Ribblehead is most notable for Ribblehead railway station and Ribblehead Viaduct on the Settle to Carlisle railway. It is in North Yorkshire with its nearest town being Ingleton. It has some accommodation catering mainly for hikers and a small local population. It is also a point on the Dales Way and Yorkshire Three Peaks walks, in sight of major local peaks including Ingleborough and Whernside.

==History==

===Roman road===
The Roman road across Batty Moss crosses the railway line just north of Ribblehead station, just before the viaduct begins and past the Station Inn. The modern B6255 road follows its line.
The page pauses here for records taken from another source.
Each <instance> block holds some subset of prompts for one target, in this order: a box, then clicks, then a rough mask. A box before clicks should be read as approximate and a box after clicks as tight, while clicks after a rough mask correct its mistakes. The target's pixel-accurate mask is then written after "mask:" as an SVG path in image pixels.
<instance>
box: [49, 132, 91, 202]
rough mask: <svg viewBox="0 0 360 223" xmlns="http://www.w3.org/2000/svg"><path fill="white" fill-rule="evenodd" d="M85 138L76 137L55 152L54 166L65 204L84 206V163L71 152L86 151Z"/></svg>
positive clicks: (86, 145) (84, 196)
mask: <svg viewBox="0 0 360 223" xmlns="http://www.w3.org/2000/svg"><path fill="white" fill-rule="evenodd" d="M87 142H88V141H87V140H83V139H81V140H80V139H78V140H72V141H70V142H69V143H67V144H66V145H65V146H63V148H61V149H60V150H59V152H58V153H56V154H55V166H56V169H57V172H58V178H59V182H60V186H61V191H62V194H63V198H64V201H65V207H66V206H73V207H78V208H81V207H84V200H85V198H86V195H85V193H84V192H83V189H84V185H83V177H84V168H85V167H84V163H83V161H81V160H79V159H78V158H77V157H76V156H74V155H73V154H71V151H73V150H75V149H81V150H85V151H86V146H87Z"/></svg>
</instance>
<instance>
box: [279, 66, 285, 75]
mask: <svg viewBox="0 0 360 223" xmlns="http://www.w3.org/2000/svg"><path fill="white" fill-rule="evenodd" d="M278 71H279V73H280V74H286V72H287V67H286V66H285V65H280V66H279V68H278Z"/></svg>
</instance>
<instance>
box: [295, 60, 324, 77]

Plans to update Cam High Road, a smaller Roman road, to allow for commercial forestry are being opposed.

===Viking farmstead===
Archaeological research revealed the presence of a Scandinavian farmstead, with three large buildings around a paved farmyard, including a longhouse and a smithy, and suggesting that the present weathered conditions date from later than this farmstead of around the 9th century.

===Settle and Carlisle Railway===

The viaduct across Batty Moss was constructed between 1870 and 1874 by the Midland Railway as part of the Settle-Carlisle Line.

==Community==
The area is part of the civil parish of Ingleton.

The ecclesiastical parish is St. Leonard, Ingleton, and there is a small church dedicated to St. Leonard at Chapel-le-Dale.

The area is served by Ribblehead railway station, and Summer Sunday DalesBus routes 830, 831, 832 from Darlington or Morecambe stop at the station.